Give... me... more... POWERS !
Dans From Dust, l'important reste les hommes qu'on cherche à sauver, et à transporter d'un monde à un autre. Les villageois dont nous avons la charge ont la capacité de créer des villages, transporter le savoir d'un village à un autre, et c'est à peu près tout. Les villages sont toujours créés autour d'un des Totems des Anciens. Certains Totems donnent des pouvoirs au Souffle quand ils sont entourés d'un village : les deux que nous citions plus haut, mais aussi d'autres comme gélifier l'eau (qui ne s'écoule plus), évaporer l'eau (pratique en cas de pluies diluviennes ou de multiplications de sources risquant de noyer la map), détruire la matière capturée au lieu d'avoir à la relâcher et enfin éteindre les feux. A ceux-là s'ajoutent deux pouvoirs essentiels que les tribus peuvent parfois récupérer par l'intermédiaire d'un artefact à ramener à leur village (puis communiquer aux autres villages) : repousser l'eau et repousser le feu et la lave, deux capacités fondamentales qui immunisent un village contre la noyade et les incendies. Enfin, troisième et dernier élément de gameplay : les arbres spéciaux. Il y a les arbres-phoenix qui s'enflamment à intervalles réguliers, les arbres-à-eau qui gonflent en pompant les nappes phréatiques et libèrent leur eau à proximité de feu ou quand ils sont trop pleins, et les arbres explosifs qui éclatent en créant de petits cratères au contact du feu ou de la lave.
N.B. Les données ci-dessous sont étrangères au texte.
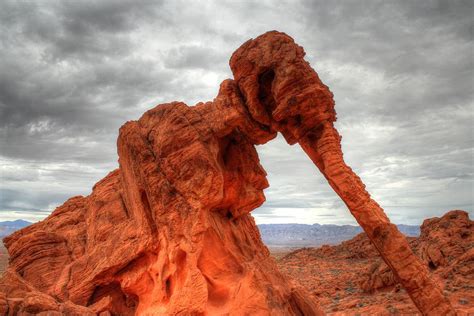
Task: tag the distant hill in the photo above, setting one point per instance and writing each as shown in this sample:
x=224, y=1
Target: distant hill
x=8, y=227
x=288, y=235
x=302, y=235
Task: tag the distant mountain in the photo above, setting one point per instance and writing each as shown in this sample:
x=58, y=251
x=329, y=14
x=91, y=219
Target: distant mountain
x=284, y=235
x=8, y=227
x=302, y=235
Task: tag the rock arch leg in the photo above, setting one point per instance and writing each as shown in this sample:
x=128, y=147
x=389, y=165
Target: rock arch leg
x=324, y=149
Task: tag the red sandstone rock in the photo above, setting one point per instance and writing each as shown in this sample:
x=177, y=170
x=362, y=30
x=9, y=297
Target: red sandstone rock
x=169, y=232
x=351, y=278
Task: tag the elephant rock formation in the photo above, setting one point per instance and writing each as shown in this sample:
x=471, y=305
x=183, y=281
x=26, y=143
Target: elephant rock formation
x=170, y=232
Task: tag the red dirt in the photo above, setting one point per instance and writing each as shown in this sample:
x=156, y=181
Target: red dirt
x=351, y=278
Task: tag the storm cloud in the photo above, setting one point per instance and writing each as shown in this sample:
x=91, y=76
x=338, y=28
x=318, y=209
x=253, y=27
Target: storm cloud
x=72, y=72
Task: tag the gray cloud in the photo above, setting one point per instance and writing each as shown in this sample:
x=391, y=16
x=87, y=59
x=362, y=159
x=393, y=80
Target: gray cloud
x=401, y=72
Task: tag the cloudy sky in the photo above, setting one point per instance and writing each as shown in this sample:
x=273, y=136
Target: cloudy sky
x=72, y=72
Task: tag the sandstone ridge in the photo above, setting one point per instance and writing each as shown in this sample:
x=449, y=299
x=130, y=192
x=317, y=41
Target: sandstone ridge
x=169, y=232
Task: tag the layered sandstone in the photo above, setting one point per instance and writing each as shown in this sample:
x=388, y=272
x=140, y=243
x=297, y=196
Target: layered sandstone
x=169, y=232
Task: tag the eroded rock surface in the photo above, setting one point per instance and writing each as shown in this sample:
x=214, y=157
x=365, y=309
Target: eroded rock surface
x=351, y=278
x=169, y=232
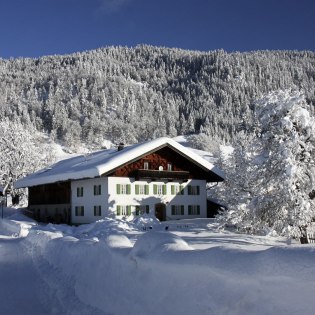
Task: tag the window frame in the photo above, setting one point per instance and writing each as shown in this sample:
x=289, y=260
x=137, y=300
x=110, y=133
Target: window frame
x=97, y=211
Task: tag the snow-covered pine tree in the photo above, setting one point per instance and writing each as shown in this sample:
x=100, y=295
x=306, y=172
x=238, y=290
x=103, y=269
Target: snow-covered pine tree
x=278, y=167
x=20, y=153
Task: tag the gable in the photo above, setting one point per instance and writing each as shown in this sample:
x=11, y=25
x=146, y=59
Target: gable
x=159, y=162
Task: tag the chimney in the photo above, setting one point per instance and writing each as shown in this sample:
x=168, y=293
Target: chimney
x=120, y=146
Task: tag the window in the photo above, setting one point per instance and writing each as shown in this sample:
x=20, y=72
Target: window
x=123, y=189
x=193, y=190
x=194, y=210
x=178, y=210
x=141, y=209
x=142, y=189
x=79, y=191
x=123, y=210
x=159, y=189
x=97, y=190
x=177, y=190
x=97, y=211
x=79, y=211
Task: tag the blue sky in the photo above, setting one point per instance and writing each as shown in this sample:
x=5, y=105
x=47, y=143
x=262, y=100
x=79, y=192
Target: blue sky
x=33, y=28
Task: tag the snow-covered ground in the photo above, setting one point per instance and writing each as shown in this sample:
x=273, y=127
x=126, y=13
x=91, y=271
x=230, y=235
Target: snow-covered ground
x=144, y=267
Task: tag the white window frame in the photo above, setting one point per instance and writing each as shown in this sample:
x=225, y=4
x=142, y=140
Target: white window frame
x=80, y=191
x=194, y=190
x=97, y=190
x=193, y=210
x=79, y=211
x=97, y=211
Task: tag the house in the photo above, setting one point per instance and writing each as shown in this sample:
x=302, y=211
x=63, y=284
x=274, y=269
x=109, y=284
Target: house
x=161, y=177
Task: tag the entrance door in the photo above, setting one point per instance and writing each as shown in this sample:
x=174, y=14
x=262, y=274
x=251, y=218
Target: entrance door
x=160, y=211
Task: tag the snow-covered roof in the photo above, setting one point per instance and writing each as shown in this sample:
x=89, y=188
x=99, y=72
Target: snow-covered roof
x=103, y=162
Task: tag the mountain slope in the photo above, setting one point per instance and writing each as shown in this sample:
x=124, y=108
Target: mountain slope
x=134, y=94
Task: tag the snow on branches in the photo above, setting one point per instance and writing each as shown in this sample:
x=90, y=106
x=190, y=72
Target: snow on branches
x=20, y=151
x=278, y=168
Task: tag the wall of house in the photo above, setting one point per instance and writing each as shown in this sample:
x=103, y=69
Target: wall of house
x=122, y=197
x=83, y=194
x=56, y=213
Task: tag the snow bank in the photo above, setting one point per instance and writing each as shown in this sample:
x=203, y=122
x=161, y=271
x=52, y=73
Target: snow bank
x=96, y=269
x=154, y=243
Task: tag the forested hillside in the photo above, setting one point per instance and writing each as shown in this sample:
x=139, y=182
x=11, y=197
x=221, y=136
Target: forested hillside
x=134, y=94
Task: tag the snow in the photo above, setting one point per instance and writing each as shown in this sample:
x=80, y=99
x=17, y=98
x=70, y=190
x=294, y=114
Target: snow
x=178, y=267
x=102, y=162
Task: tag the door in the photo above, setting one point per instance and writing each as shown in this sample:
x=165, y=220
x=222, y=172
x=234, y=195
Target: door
x=160, y=211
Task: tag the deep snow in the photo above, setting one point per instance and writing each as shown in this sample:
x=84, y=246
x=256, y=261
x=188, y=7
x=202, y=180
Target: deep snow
x=117, y=267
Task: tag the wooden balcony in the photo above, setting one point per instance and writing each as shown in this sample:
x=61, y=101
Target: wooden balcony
x=164, y=175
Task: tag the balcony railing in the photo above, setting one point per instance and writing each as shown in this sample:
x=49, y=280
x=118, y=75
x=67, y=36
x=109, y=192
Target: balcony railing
x=156, y=175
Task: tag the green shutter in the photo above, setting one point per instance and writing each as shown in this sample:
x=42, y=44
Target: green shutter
x=137, y=210
x=118, y=210
x=164, y=189
x=189, y=190
x=172, y=189
x=128, y=210
x=182, y=190
x=118, y=189
x=137, y=189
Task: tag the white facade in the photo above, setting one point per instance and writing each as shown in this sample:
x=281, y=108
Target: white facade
x=123, y=197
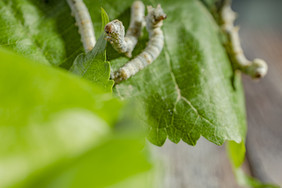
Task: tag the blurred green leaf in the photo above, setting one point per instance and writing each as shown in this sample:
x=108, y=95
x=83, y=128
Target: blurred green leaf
x=190, y=90
x=55, y=130
x=41, y=30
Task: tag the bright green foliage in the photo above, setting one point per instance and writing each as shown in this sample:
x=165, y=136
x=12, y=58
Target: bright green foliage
x=55, y=130
x=190, y=90
x=41, y=30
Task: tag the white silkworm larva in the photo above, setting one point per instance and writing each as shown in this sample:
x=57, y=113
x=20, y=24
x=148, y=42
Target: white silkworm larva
x=256, y=68
x=154, y=21
x=115, y=30
x=85, y=26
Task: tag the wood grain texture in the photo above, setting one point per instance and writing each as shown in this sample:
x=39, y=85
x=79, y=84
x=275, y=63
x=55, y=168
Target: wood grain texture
x=206, y=165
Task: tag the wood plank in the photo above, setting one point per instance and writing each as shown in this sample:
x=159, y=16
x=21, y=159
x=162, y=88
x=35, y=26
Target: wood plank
x=264, y=106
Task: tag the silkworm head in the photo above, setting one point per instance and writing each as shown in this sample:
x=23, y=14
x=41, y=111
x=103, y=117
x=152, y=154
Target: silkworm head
x=260, y=68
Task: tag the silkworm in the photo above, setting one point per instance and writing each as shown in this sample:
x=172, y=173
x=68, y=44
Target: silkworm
x=84, y=23
x=256, y=68
x=115, y=30
x=154, y=21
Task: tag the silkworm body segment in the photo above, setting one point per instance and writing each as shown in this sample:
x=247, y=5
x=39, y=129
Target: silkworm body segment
x=154, y=21
x=256, y=68
x=116, y=34
x=85, y=26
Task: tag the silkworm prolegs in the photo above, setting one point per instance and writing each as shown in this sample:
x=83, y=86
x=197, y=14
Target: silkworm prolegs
x=154, y=21
x=85, y=26
x=256, y=68
x=115, y=30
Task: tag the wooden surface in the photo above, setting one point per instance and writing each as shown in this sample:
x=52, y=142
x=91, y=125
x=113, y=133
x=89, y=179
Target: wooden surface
x=206, y=165
x=264, y=106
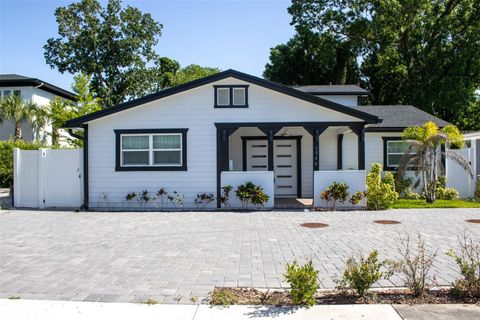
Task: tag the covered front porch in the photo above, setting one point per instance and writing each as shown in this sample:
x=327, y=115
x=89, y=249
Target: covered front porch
x=290, y=160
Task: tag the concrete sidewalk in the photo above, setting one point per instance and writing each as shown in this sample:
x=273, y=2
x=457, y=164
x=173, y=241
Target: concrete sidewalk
x=61, y=310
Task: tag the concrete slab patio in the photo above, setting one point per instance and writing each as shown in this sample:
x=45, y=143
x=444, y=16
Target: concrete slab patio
x=179, y=257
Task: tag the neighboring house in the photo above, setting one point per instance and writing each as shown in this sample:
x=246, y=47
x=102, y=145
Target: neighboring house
x=232, y=127
x=35, y=90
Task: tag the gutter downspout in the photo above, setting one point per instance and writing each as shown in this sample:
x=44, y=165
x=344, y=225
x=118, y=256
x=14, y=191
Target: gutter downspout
x=84, y=138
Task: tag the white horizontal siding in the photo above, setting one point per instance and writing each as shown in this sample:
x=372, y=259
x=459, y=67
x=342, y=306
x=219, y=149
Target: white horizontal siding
x=194, y=110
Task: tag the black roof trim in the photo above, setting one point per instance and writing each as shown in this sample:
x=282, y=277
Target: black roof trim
x=20, y=81
x=369, y=118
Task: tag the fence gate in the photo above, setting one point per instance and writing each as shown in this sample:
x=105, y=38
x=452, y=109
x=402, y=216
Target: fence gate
x=48, y=178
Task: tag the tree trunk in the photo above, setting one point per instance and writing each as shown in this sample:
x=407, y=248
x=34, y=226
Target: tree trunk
x=18, y=131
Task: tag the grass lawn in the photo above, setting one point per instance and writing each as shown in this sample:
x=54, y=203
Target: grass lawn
x=409, y=204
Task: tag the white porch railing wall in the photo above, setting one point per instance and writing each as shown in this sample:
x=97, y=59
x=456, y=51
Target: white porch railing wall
x=355, y=179
x=48, y=178
x=260, y=178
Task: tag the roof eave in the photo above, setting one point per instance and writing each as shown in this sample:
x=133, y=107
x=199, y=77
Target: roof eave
x=368, y=118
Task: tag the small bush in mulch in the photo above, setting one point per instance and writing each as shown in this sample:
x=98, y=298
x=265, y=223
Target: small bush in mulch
x=249, y=296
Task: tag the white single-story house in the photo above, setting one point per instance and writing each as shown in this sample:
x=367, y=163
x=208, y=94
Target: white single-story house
x=230, y=128
x=36, y=91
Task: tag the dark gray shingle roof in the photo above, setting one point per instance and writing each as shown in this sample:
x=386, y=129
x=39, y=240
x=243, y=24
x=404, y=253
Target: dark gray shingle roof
x=400, y=116
x=347, y=89
x=15, y=80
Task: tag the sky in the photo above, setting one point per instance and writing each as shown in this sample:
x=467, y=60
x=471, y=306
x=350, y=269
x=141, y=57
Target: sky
x=228, y=34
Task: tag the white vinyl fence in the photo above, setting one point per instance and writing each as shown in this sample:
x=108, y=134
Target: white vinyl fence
x=457, y=177
x=48, y=178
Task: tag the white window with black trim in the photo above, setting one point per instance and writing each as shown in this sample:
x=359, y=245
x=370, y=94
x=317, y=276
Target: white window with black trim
x=394, y=149
x=231, y=96
x=151, y=149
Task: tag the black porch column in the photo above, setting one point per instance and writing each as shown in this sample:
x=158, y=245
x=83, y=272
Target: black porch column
x=270, y=133
x=339, y=151
x=316, y=132
x=360, y=132
x=223, y=135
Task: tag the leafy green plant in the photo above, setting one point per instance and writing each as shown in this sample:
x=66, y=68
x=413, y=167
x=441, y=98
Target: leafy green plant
x=6, y=158
x=361, y=274
x=477, y=189
x=225, y=197
x=357, y=197
x=176, y=199
x=424, y=154
x=203, y=200
x=223, y=297
x=414, y=263
x=381, y=192
x=335, y=192
x=303, y=282
x=468, y=261
x=251, y=193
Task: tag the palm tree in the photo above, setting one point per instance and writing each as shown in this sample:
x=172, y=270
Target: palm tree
x=17, y=111
x=425, y=152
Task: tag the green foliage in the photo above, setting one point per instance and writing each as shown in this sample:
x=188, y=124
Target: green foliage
x=423, y=52
x=192, y=72
x=446, y=193
x=414, y=263
x=6, y=158
x=308, y=58
x=335, y=192
x=251, y=193
x=18, y=111
x=223, y=297
x=113, y=44
x=421, y=204
x=303, y=282
x=61, y=110
x=357, y=197
x=381, y=193
x=477, y=189
x=424, y=155
x=468, y=261
x=362, y=274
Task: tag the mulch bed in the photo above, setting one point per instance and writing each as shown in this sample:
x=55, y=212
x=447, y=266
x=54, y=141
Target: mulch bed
x=244, y=296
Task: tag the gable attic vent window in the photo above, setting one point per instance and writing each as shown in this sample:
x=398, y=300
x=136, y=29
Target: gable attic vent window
x=231, y=96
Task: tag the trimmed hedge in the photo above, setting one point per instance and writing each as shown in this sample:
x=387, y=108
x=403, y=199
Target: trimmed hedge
x=6, y=158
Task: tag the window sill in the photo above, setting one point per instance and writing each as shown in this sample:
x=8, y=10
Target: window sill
x=152, y=168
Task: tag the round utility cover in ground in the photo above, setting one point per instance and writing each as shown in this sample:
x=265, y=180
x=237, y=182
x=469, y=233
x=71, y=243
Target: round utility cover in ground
x=473, y=220
x=314, y=225
x=387, y=222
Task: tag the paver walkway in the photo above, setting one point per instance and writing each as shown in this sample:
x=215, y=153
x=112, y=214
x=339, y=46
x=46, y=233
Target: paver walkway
x=177, y=257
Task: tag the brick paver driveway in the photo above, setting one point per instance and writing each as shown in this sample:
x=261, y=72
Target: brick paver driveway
x=172, y=257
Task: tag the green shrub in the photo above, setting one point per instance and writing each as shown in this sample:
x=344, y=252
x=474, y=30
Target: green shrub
x=360, y=275
x=411, y=195
x=381, y=193
x=446, y=193
x=468, y=261
x=223, y=297
x=6, y=158
x=335, y=192
x=303, y=282
x=251, y=193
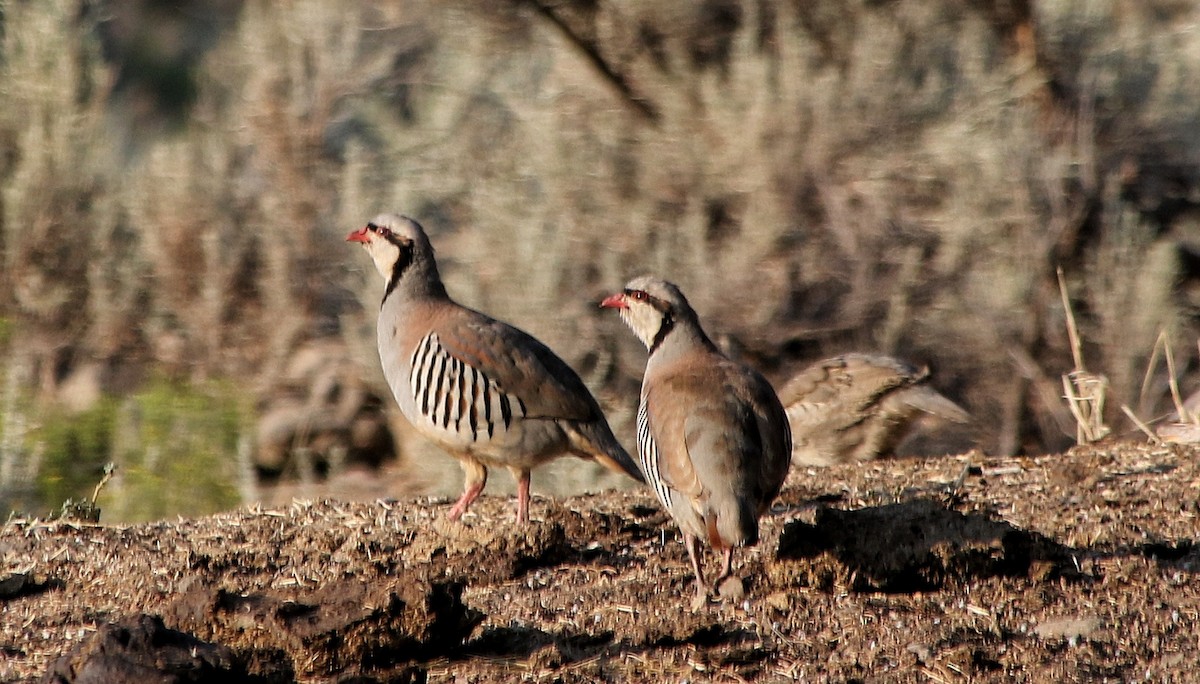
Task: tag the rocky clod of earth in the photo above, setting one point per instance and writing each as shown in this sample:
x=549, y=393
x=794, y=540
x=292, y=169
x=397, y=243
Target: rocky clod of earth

On peut ainsi arracher ces arbres et les replanter ailleurs (de quoi résoudre certains problèmes). Enfin, à mi-campagne, il est aussi possible de relocaliser des Totems des Anciens et donc les villages autour, une mécanique très utile (ne serait-ce que pour les rapprocher les uns des autres afin que le savoir se communique plus rapidement, ou les replacer à l'abri d'un volcan ou de la zone investie par des raz-de-marée). Malheureusement, on reste un peu sur sa faim, comme si l'absence d'un ennemi personnifié (autre que les forces de la nature), ou d'autres pouvoirs imaginatifs et originaux empêchait From Dust de donner la pleine mesure de son fun. Et en matière de level design, si les dernières des 13 cartes de la campagne sont assez atroces de perfidie et de difficulté, c'est surtout le mode challenge qui est intéressant.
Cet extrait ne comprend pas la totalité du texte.